Tegenover de Sleepmolen, aan de zuidzijde van de beek, was een vijver, en te midden van die vijver bevond  zich een eiland met een toren. 't Klinkt bijna als in een sprookje. Wau­ters vindt het feit meldenswaardig en Cosyn vemam dat er in 1850 daar nog bouwvallen te zien waren, door de 'boeren Ryckwaert storen genoemd. Beiden besluiten dat hier het oud kasteel van de van der Meeren's stond, een hypothetische voorganger van het latere Hof ter Meeren dat in de nabijheid, aan de overzijde van de Vilvoordsehebaan stond. Wellicht wordt hier ook bedoeld het slot van de oude ridders van Zaventem. Zulks is een dwaling!

Vooreerst, de vijver is degene die we hoger Urselen­ vijver noemden. Deze vijver was in de 15e eeuw het eigendom van de ridders van Ursele, die op het Hof ter Meeren woon­den, en die 'hem gekocht hadden van Gielis Spoelbroec (14e eeuw). Op het einde der 15e eeuw werd hij door Jan van Ursele aan Jan van der Meeren verkocht.

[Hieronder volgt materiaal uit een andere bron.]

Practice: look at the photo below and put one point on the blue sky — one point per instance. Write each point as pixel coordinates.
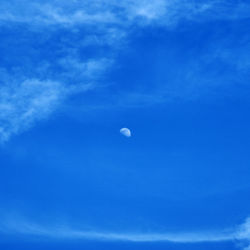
(72, 73)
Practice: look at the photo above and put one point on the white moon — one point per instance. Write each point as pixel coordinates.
(125, 131)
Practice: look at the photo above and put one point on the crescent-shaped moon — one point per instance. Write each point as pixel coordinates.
(126, 132)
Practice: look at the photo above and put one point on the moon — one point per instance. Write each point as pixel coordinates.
(126, 132)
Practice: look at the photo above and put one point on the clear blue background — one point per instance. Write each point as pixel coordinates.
(184, 93)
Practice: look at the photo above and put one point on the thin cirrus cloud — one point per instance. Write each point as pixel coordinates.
(42, 76)
(241, 234)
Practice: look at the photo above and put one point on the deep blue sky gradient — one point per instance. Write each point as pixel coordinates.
(182, 87)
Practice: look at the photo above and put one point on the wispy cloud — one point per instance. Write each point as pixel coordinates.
(240, 234)
(44, 71)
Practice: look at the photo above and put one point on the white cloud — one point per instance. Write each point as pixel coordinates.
(106, 23)
(240, 235)
(23, 104)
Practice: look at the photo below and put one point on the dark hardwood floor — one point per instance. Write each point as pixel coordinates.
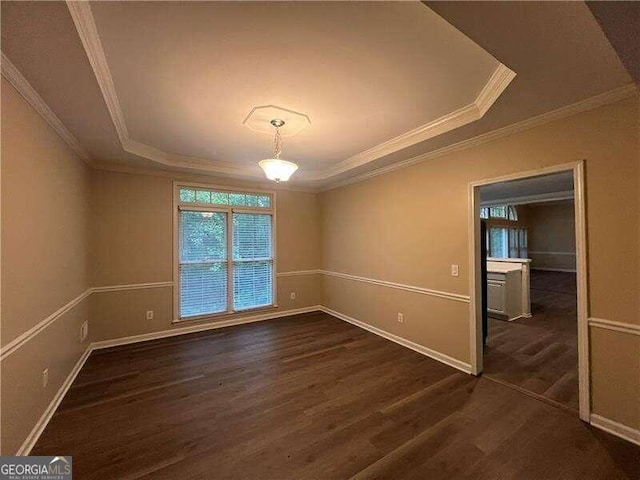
(312, 397)
(540, 354)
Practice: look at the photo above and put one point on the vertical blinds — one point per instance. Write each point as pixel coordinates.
(214, 279)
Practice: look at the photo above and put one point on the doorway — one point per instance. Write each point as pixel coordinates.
(529, 297)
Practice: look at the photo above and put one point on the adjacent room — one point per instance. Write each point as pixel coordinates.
(531, 325)
(320, 240)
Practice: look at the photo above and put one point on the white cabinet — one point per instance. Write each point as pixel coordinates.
(504, 291)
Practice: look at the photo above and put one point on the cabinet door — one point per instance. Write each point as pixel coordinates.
(495, 296)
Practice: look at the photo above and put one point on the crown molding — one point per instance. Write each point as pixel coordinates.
(24, 88)
(496, 84)
(88, 32)
(590, 103)
(90, 38)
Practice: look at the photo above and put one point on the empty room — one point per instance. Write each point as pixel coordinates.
(320, 240)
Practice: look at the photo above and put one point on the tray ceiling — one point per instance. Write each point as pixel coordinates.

De toren dateert uit een latere periode. Ziehier trou­wens wat een onderzoek, door Willem Rijckwaert ingesteld, aan het licht bracht in 1596. Op 30 september van dat jaar verscheen voor meier en schepenen van Zaventem, zulks op verzoek van Rijckwaert, een zekere Mathijs Moens, koster, oud 67 jaar. Deze verklaarde onder eed dat «opden speel­hoff ofte motte gestaen n den Urselen vyvere...  egheen huys en stont,  maer heeft den selven speelhoff sien maecken ende beplanten, met oyck het huys daer op staende, dwelck nu ge­ruyneert is...  dwelck gedaen wordt deur ordonnan(tie) van wylen heeren Wouter van der Meeren in zynen leven heer van Saventhem ende Sterbeke. Ende heeft gehoort ende ver­staen dat het fundament vanden voers. hoff ierst es geleeght geweest deur bevel van wylen heer Wouters vader, ende dat van den kerrelieden die de eerde tot dyen eynde vuyten borchvyvere gehaelt hebben ende heeft hy moens de mueren rontomme de motte oft hoff sien maken. »

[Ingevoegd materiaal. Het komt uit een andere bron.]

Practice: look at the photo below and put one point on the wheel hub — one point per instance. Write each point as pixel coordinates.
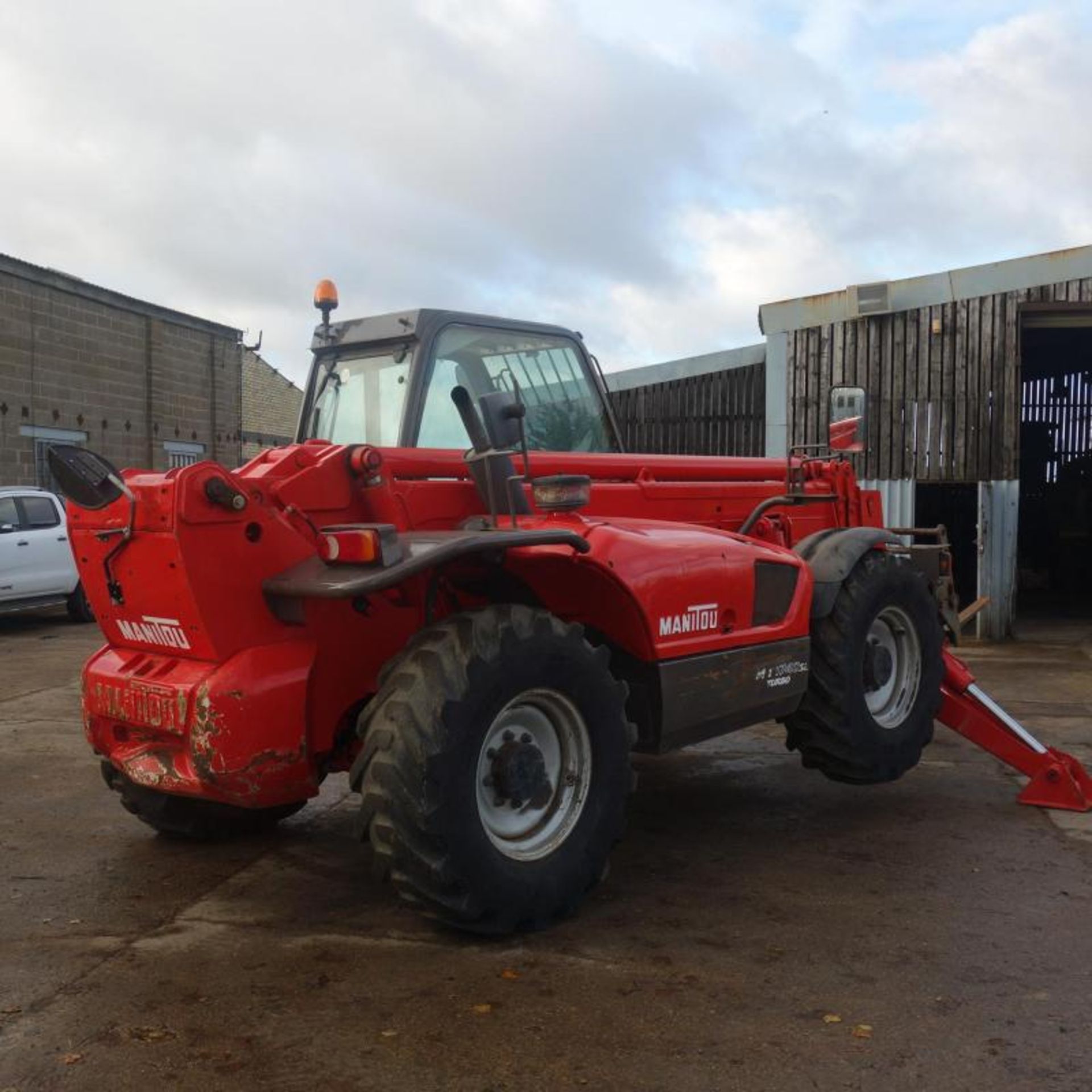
(891, 667)
(519, 772)
(533, 775)
(879, 665)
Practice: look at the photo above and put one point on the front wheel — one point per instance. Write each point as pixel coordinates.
(495, 769)
(875, 676)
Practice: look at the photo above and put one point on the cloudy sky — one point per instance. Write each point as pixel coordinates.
(646, 171)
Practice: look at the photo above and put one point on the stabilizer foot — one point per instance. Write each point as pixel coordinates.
(1057, 780)
(1063, 783)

Hiermee geraakt een legende van de baan en de vraag of deze puinen het overblijfsel van het slot van de eerste heren van Zaventem waren, dient ontkennend beantwoord te wor­den. We hernemen deze belangrijke kwestie daarenboven bij de studie van de Borgmolens.

Scherrewerremolen

Na de dood van Willem Rijckewaert wordt de molen eigendom van zijn schoonzoon jan Antoon Cools, licentiaat in de rechten en secretaris van den Souvereinen Raad van Brabant, echtgenoot van Elizabeth Rijckewaerl. Hij verandert tevens van naam; men noemt hem voortaan Scherrewerre­molen.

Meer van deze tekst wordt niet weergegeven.